По окончании первого акта публика долго аплодировала уже закрытому занавесу. Потом все потянулись в фойе или буфет, надев маски театральной торжественности и печали. Я некоторое время посидел на месте в практически пустом зале. Мне захотелось осмотреть его без людей. Ярусы балконов, лепнина, огромная люстра, летнее небо, нарисованное на потолке, тяжёлый занавес на сцене, плюш сидений. Всё было красиво и чисто, светло и блестяще. Мне понравилось в этом зале без людей. Всё было хорошо сделано. Во всём была видна традиция, солидность, чувствовалось наследие великого Рима и неких дворцов прошлых роскошных эпох. Как же это не вязалось с той бессмысленной суетой и всем тем, плохо сшитым, приклеенным, приколоченным и отвратительно покрашенным, то есть с тем, что творилось и громоздилось на сцене, которую закрыли занавесом.

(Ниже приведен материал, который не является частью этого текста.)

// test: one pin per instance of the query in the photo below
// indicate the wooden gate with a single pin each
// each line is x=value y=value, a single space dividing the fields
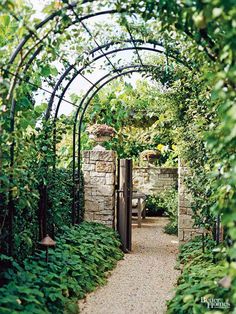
x=124 y=203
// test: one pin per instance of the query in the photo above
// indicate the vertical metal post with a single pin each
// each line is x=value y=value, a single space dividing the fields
x=11 y=199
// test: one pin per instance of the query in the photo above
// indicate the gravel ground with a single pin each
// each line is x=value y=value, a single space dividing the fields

Я вышел в фойе, потом пошёл в буфет, встал там в очередь. Люди стояли за высокими столиками и в очереди серьёзные. Вдруг я вспомнил, как в детском саду на новогоднем утреннике я увидел у Деда Мороза на ногах ботинки. Шуба его была почти до пола, но не совсем. Ботинки в моём понимании Дед Мороз носить не мог. Чудесные валенки – вот что должно было быть под шубой. От ботинок я перевёл внимательный взгляд на бороду, увидел резинку, уходящую под шапку. Пелена с моих глаз слетела, и я с ужасом узрел грубо намазанные на щёки и нос румяна. Тогда уже незамутнённым взглядом я посмотрел на Снегурочку и узнал воспитательницу младшей группы. Открытие было грандиозное и ужасное. Ошарашенный, я огляделся по сторонам и обнаружил, что никто из детей не видит открывшегося мне, а взрослые хитрят. Я сразу захотел разоблачить страшный обман, но просто заплакал.